Die Sprecher/Die Inszenierung

Die Sprecher und ihre Rollen:

Friedrich Georg Beckhaus: Erzähler
Johannes Berenz: Dr. Dark
Antje von der Ahe: Constance Main
Almut Eggert: Eleanor Main
Hans Teuscher: Captain Gannington
Stefan Kaminski: Mr. Berlies
Michael Deffert: Mr. Selvern
Patrick Roche & Jan Panczak: Matrosen

Marc Gruppe schrieb wie stets das Buch und gemeinsam mit Stephan Bosenius setzte er es um. Die Aufnahme fand in den Planet Earth Studios und im Fluxx Studio statt und wurde bei Kazuya abgemischt. Die Illustration stammt von Firuz Askin.

Handlung

Doktor Dark, der Ich-Erzähler, hat gerade sein Medizinexamen abgeschlossen. Erschöpft und abgebrannt sucht er sowohl eine Einnahmequelle als auch Erholung. Was könnte geeigneter sein als eine Schiffsreise, sagt er sich. Er heuert auf dem Clipper „Bheopte“ an, der als Schnellsegler Tee aus Shanghai nach London transportieren soll. Natürlich bekommt Dark von Captain Gannington nur die übliche Heuer gezahlt.

An Bord bemerkt Dark vor allem den Ersten Maat, den belesenen Mr Berlies, und den zweiten Maat, den zaghaften und empfindsamen Mr Slvern. Es gibt noch einige Passagiere, die aber in Madagaskar von Bord gehen werden. Schon nach wenigen Tagen auf See fühlt sich Dark erfrischt und entspannt.

In Madagaskar gehen alle Passagiere von Bord, doch nur zwei neue wollen mitfahren: Hocherfreut erkennt Dark, dass es sich um zwei Damen handelt. Es sind die betagte Oberschwester Eleanor Main und ihre Nichte Constance, die keck und unternehmungslustig wirkt. Sie wollen nach Shanghai, um eine liebe Freundin gesundzupflegen, die einen schweren Unfall hatte.

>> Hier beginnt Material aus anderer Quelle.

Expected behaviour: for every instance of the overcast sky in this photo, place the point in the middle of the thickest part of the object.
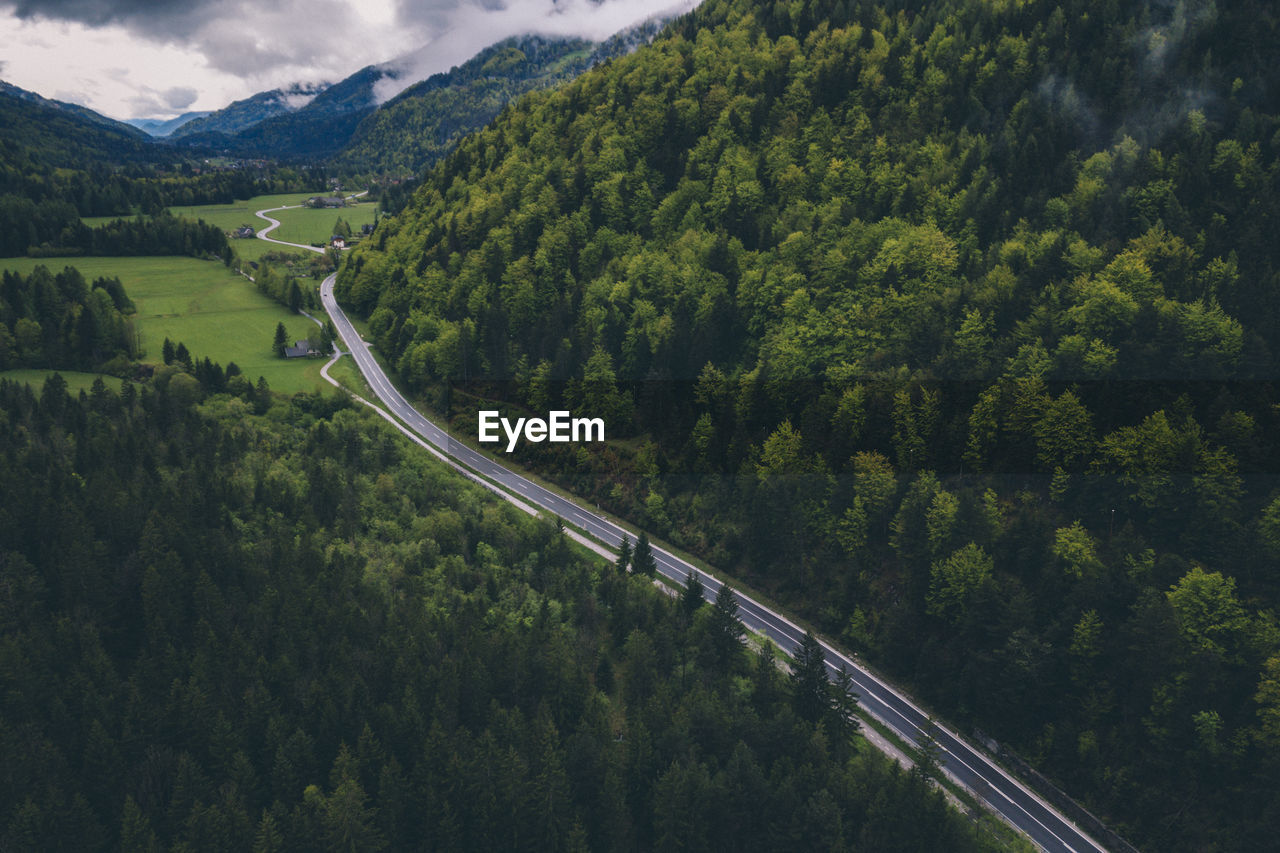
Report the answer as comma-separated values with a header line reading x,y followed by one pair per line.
x,y
160,58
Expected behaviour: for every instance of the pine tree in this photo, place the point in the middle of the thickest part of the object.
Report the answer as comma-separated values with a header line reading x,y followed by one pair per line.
x,y
844,703
643,561
928,760
624,556
282,338
809,680
694,594
727,629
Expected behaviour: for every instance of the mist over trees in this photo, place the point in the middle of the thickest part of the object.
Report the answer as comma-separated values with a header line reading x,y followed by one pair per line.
x,y
951,325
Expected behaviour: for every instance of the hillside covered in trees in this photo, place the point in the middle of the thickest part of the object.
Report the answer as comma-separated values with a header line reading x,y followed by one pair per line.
x,y
423,123
951,324
233,623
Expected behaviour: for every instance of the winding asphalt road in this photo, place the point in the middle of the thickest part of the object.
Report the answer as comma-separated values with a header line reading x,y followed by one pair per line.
x,y
965,763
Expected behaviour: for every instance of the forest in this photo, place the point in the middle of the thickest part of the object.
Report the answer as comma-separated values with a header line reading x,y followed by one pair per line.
x,y
950,325
60,320
236,621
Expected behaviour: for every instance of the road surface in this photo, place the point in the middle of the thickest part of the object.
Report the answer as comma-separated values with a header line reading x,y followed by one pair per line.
x,y
1013,801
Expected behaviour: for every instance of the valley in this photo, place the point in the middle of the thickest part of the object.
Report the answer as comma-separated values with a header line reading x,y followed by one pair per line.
x,y
927,360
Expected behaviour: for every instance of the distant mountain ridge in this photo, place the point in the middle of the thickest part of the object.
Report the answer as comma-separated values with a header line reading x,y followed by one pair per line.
x,y
246,113
82,113
165,127
37,132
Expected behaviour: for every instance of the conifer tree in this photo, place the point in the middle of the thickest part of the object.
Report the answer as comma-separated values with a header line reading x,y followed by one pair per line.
x,y
624,556
643,561
809,680
844,703
693,597
282,338
727,629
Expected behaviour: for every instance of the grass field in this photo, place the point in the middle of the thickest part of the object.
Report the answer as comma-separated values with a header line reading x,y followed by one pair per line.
x,y
301,226
76,382
307,226
204,305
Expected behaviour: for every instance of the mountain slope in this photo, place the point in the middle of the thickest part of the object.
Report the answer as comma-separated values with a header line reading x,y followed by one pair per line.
x,y
165,127
248,112
39,129
929,319
424,122
419,124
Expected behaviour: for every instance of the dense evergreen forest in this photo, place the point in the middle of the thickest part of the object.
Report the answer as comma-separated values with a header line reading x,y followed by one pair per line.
x,y
952,325
41,205
232,623
60,320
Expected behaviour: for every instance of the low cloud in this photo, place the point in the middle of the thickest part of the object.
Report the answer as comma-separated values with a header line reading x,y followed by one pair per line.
x,y
179,97
236,48
150,103
465,30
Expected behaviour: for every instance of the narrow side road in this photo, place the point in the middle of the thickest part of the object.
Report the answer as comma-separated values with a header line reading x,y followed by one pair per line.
x,y
967,765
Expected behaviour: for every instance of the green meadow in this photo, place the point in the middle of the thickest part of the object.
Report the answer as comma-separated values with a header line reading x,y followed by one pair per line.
x,y
214,311
298,226
76,381
306,226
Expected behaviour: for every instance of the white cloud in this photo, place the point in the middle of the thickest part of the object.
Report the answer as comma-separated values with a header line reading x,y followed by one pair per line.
x,y
145,50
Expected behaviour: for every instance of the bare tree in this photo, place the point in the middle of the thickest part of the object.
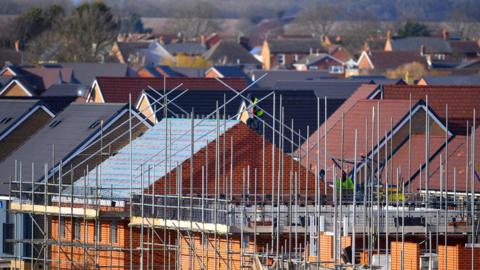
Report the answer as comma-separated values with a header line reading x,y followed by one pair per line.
x,y
195,19
318,19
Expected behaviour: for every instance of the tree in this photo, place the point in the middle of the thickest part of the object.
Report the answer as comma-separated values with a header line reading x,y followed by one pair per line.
x,y
318,19
410,72
182,60
84,35
133,24
412,29
195,19
87,33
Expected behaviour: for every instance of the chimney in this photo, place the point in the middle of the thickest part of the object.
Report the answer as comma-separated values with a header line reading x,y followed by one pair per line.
x,y
445,33
17,45
423,50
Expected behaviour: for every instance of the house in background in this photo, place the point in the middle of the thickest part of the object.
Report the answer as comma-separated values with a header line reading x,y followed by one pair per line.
x,y
378,62
283,53
226,72
32,81
434,48
231,53
143,53
118,89
450,80
321,61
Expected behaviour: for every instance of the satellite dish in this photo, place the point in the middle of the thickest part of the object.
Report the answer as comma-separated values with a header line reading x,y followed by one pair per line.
x,y
321,173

Kaum hat die „Bheopte“ das Nordwestkap Madagaskars umsegelt, um Kurs auf Ceylon zu nehmen, als auch schon der befürchtete schwere Sturm aufkommt und das Schiff schwer in Mitleidenschaft zieht. Als die See wieder spiegelglatt daliegt und Flaue herrscht, schaut Dark skeptisch auf die zerfetzten Segel und die zerbrochenen Rahen. Die Rettungsbotte und der Schweinekoben ebenso. Diese Reparatur wird wohl länger dauern.

Sein Blick fällt auf ein fremdes Schiff, das querab auf dem Meer treibt. Es ist ein alter Kahn mit zerfetzten Segeln, und der Kapitän meint, es handle sich um eine „Herrenlose“ – ein uraltes Schiff, das ohne Mannschaft auf dem Meer treibt. Eleanor Main findet, es sehe aus wie ein Geisterschiff, richtig unheimlich. Das findet Constance aufregend. Sie will sich dort mal umsehen, und Dark pflichtet ihr bei, sehr zur Entrüstung Eleanors. Die Besichtigung könne erst nach Abschluss der Reparaturarbeiten erfolgen, entscheidet Kapitän Gannington.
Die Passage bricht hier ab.